Despite rampant persecution carried out against Christians by China's Communist leaders, a leading Chinese writer has argued that Christianity - not Confucianism, Communism, or Atheism - is the country's future.
Yu Jie, a best-selling Chinese author and one of the foremost critics of the country's leadership, recently penned in an op-ed published in the August edition First Things in which he contended that "a growing faith in Christ, strengthened by the bonds of fellowship in church life, is breathing new life into my country."
Christians in China have seen an uptick in persecution since the Xi administration came into power three years ago. Last year, the president warned that religions must be independent of foreign influence and said that the Communist party's religious work should be about winning over the hearts and minds of the public.
Over the past several years, an unprecedented number of church leaders have been imprisoned, sent to mental institutions, beaten and tortured.
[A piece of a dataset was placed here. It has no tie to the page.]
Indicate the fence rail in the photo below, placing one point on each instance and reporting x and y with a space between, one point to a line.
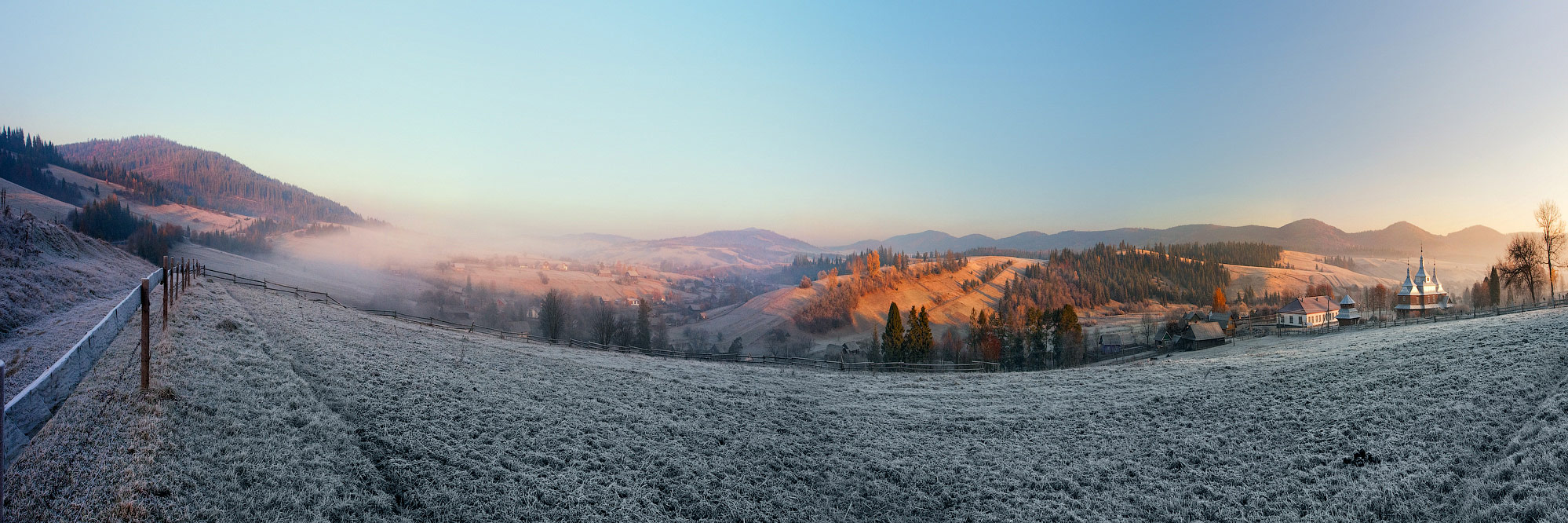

Thousands of crosses have also been forcibly removed from over 1,800 churches since 2014.
In his op-ed, Yu argues that the Chinese government's growing hostility towards Christianity is because Xi is "insecure as a leader" recognizes believers as the biggest threat to the Communist government.
"The number [of Christians in China] grows by several million each year, a phenomenon some have described as a gushing well or geyser," Yu wrote. "At this rate, by 2030, Christians in China will exceed 200 million, surpassing the United States and making China the country with the largest Christian population in the world."
Yu discussed his own arrest in 2010 because of his relationship with Liu Xiaobo, the winner of the 2010 Nobel Peace Prize for his fight for human rights in China. According to a New York Times report, in a detention cell, security officers bent back Yu's fingers one by one, kicked him in the chest and held burning cigarettes close to his face.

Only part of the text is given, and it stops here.